How strange to be typing this only a few feet from the dining room table where, on Inauguration Day in January 2009, as my sister sipped soup in a desperate attempt to warm up following a disastrous pilgrimage to the National Mall, I glanced down at my laptop and found an email that knocked over the first in a series of dominoes. One book sold. Another book won. I quit my job. I ran away to Wyoming for a month. I heard from translators of my work in Mexico, Bangladesh, and Iraq.
I say all this not to brag, but to admit that the last twelve months have been pretty damn surreal. Things that once seemed far out of reach are, suddenly, within the realm of possibility. But with that agency comes responsibility. This has been a year of promises made. 2010 has to be a year of promises delivered. And to be perfectly honest, dear readers, that's a little terrifying.

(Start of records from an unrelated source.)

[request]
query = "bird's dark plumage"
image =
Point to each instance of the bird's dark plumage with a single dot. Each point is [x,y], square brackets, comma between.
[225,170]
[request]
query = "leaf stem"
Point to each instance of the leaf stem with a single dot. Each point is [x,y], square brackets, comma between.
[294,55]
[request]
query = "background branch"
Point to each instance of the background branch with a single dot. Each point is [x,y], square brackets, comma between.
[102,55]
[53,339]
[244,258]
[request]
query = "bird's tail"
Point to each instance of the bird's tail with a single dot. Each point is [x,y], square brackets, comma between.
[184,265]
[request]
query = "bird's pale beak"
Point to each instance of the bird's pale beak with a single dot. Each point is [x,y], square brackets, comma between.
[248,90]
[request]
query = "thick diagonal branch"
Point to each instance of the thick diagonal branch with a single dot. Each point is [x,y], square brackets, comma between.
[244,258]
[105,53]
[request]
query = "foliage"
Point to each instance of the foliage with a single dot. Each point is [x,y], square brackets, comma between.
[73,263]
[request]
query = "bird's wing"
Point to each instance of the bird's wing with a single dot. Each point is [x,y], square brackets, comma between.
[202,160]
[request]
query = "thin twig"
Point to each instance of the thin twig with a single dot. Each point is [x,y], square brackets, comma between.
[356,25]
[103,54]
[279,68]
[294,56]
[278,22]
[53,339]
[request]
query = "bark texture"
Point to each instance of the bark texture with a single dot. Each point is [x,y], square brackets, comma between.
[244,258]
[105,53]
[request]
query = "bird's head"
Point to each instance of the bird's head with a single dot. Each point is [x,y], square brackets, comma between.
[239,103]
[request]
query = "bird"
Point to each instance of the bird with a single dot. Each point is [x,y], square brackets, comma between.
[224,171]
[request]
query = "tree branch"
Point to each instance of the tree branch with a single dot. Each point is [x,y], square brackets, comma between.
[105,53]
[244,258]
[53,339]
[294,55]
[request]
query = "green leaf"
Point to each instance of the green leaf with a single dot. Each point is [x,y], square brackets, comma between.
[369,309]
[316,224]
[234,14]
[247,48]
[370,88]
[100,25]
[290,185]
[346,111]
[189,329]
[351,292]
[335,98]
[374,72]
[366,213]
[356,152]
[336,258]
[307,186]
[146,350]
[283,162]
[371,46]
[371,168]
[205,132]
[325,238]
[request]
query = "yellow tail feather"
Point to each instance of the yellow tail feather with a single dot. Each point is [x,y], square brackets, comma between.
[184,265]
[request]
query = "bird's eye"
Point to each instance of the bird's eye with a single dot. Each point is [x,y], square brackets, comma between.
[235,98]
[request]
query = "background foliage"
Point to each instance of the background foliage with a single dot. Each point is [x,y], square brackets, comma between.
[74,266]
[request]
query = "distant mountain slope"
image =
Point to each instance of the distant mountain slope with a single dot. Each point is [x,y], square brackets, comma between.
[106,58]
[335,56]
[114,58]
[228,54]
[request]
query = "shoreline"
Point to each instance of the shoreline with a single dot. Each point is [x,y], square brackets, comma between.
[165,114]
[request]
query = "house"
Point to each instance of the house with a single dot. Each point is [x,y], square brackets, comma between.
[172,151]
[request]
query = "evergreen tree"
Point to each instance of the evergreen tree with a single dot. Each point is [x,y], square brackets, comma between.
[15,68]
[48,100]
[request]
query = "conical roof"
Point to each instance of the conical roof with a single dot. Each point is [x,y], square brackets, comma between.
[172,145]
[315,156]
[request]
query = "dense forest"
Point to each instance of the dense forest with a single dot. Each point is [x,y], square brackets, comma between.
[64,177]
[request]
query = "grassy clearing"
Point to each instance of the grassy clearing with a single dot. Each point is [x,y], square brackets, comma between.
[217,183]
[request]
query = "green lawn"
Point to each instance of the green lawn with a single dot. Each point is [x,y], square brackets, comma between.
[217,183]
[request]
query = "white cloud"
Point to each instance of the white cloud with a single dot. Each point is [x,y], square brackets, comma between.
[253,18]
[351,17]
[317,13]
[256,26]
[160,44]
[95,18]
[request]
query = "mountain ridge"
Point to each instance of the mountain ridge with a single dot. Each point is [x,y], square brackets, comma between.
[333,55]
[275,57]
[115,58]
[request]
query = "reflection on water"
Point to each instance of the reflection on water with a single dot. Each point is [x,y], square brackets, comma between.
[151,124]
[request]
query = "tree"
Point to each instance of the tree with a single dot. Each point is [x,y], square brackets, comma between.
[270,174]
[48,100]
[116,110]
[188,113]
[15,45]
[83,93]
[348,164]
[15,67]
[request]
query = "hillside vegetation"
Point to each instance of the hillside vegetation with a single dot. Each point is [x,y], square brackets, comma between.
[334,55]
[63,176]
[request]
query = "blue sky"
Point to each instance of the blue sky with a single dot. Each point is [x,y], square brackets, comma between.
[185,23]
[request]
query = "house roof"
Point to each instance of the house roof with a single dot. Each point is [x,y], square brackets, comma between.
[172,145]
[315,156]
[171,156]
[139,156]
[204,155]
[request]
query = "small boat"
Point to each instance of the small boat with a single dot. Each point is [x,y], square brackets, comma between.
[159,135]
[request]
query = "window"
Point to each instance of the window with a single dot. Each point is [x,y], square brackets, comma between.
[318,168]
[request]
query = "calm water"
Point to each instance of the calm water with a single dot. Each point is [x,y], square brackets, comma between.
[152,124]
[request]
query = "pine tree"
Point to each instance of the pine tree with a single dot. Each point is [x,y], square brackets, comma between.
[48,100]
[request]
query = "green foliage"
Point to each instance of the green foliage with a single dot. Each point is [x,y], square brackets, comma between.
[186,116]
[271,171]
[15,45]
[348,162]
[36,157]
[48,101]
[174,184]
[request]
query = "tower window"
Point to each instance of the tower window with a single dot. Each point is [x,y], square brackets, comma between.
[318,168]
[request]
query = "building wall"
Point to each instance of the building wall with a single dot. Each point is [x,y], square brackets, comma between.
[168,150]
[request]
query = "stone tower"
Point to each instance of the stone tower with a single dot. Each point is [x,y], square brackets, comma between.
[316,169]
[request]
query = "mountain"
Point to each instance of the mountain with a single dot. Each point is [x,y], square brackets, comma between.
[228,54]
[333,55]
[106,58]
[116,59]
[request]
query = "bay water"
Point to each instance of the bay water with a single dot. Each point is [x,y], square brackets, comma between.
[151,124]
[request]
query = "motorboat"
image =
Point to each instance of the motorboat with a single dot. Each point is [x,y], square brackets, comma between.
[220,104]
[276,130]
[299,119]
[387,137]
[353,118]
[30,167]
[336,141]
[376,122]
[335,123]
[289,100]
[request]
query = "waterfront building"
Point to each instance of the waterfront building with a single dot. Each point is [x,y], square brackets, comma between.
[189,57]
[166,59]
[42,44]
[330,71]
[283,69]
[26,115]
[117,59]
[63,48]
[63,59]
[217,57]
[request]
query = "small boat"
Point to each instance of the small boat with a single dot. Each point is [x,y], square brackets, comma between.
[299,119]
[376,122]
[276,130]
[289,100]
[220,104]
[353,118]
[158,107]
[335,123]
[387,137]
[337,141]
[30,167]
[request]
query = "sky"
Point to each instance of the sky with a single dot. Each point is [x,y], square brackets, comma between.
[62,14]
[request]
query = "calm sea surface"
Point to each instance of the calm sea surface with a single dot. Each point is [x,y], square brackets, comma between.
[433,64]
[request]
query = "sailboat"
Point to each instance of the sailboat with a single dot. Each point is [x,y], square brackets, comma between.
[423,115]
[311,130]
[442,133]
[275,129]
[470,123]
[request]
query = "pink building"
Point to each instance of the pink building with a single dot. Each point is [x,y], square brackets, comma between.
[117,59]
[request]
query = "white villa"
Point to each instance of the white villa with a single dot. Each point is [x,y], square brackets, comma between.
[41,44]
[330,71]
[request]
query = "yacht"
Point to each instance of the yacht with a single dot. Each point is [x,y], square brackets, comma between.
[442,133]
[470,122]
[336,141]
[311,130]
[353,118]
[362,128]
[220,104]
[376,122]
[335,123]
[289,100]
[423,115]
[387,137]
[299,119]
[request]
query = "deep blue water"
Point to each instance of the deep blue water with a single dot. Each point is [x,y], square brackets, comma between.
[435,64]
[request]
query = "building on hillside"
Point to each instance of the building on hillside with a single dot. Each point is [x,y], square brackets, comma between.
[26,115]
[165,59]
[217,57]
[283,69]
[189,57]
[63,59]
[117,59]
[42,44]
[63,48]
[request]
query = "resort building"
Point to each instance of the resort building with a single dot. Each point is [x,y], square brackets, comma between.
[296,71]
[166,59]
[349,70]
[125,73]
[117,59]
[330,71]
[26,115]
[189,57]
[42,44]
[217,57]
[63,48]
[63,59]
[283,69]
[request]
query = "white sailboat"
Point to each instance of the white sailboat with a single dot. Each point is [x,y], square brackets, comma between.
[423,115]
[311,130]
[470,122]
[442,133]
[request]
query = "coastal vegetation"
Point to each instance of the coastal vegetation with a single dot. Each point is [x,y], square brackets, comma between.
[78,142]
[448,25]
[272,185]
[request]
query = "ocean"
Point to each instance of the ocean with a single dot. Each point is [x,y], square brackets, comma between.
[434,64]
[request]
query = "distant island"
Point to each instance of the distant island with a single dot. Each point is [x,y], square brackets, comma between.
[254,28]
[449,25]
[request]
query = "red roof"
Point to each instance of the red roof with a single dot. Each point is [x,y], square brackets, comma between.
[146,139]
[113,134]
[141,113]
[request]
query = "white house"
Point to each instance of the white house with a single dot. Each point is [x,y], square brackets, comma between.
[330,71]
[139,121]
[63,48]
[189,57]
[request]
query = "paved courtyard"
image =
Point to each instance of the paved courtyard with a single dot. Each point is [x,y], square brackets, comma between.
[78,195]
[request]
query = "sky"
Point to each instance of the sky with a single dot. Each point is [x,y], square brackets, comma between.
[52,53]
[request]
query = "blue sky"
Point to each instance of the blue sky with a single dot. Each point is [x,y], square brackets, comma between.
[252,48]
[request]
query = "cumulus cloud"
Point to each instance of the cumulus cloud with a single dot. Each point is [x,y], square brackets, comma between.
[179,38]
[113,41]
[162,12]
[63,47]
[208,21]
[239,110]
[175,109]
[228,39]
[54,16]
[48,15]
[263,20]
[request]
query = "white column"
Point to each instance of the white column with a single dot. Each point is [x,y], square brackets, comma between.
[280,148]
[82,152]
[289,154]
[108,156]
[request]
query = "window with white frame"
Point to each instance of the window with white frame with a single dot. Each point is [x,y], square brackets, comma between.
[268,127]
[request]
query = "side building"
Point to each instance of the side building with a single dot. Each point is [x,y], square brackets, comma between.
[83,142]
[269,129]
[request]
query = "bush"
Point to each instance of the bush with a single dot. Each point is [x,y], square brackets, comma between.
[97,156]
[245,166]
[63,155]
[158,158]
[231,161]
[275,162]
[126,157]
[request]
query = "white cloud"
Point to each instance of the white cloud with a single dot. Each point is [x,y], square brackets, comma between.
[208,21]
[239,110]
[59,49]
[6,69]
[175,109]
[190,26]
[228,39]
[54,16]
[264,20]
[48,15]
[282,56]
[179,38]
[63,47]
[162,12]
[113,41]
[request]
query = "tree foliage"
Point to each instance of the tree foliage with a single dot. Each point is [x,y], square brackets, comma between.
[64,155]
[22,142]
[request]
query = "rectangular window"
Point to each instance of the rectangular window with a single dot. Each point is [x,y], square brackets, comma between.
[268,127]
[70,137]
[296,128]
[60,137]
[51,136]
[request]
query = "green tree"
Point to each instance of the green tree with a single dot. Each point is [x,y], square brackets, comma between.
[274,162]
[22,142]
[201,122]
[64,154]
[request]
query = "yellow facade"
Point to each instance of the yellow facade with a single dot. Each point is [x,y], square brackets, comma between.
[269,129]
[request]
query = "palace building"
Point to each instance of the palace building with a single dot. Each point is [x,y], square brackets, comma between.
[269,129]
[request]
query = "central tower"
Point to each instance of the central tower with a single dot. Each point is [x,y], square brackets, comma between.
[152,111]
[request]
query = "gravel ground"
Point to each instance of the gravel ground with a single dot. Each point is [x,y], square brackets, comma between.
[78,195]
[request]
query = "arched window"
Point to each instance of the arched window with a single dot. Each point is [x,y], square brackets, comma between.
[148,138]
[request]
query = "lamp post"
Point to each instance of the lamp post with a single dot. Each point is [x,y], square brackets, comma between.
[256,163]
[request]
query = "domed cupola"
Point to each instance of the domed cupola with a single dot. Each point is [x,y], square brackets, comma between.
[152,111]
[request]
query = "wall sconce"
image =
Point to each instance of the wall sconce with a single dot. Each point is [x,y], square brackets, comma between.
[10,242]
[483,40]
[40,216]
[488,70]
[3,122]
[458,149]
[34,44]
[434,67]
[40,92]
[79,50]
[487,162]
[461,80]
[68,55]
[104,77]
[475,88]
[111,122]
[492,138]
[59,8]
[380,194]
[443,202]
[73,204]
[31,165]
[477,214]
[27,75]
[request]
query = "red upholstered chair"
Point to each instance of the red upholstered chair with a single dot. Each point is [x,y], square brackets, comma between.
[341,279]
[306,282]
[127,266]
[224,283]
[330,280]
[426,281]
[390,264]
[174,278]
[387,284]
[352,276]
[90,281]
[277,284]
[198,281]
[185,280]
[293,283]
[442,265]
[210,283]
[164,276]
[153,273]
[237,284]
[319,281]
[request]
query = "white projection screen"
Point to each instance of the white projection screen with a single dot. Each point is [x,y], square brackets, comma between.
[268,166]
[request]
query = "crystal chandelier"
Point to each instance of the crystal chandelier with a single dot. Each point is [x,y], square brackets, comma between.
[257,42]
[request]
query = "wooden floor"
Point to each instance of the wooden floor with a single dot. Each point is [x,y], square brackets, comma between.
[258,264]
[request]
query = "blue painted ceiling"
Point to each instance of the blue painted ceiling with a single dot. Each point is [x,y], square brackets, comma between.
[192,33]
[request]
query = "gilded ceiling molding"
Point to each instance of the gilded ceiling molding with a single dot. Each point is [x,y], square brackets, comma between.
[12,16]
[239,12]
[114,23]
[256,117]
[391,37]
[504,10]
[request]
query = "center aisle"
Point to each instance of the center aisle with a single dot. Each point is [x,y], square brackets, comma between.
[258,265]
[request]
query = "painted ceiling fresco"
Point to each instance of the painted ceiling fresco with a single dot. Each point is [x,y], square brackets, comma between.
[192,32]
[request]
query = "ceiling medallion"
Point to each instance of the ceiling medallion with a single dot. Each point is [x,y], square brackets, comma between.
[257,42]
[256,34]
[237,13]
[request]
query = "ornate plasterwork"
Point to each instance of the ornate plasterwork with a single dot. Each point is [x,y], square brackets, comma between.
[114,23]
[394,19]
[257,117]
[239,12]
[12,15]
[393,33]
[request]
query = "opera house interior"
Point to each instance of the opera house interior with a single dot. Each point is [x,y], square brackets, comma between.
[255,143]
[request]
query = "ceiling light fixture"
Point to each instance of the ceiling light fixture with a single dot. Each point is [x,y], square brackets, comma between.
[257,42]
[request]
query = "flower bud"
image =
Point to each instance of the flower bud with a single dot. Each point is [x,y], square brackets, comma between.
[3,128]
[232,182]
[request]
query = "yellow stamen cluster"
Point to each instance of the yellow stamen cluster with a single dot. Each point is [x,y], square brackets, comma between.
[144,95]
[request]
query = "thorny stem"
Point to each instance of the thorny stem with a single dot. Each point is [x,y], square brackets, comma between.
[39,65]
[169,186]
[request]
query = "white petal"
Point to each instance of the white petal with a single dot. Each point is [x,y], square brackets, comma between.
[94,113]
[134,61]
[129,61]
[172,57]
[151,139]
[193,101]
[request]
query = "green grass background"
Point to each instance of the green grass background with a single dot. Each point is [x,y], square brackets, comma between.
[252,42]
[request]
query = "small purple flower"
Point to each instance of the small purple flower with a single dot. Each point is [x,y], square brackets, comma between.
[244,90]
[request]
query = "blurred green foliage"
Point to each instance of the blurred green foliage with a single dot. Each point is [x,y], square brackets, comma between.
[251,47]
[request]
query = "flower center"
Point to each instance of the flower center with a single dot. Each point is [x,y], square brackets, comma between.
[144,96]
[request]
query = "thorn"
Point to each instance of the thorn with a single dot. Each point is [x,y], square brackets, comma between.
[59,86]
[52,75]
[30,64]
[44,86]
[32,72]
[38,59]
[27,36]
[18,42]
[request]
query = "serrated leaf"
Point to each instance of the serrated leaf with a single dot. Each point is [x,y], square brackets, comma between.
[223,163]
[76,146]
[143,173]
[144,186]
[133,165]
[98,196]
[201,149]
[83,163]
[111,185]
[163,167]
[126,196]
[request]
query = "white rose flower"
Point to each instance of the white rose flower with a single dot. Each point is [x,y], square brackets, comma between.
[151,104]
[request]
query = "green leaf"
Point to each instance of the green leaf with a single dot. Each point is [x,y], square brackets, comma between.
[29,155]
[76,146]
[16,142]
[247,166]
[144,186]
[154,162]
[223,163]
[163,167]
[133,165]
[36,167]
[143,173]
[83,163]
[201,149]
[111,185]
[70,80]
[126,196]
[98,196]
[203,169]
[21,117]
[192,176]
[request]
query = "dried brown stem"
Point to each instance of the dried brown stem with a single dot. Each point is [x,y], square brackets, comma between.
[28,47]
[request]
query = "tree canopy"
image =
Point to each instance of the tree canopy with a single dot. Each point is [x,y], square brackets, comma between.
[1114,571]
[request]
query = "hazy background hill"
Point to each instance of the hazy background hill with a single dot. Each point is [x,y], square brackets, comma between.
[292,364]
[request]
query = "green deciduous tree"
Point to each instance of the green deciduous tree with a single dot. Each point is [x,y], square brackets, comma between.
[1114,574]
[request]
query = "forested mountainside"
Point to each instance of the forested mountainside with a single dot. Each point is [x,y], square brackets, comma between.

The holiday decorations are still up. The volume of emails is still down. Because my family is local, I don't have to spend these days in transit. So this feels like a stolen time. At best, a chance to square away enough work to enter the new year feeling good instead of guilty. At worst, that sunny spot on the bed awaits.
The cover of my first book, inspired by the title poem, shows a cat going through the helical stages of falling. In 2010, may I be so clever in my acrobatics and alignments. In 2010, may the ground rise to meet me.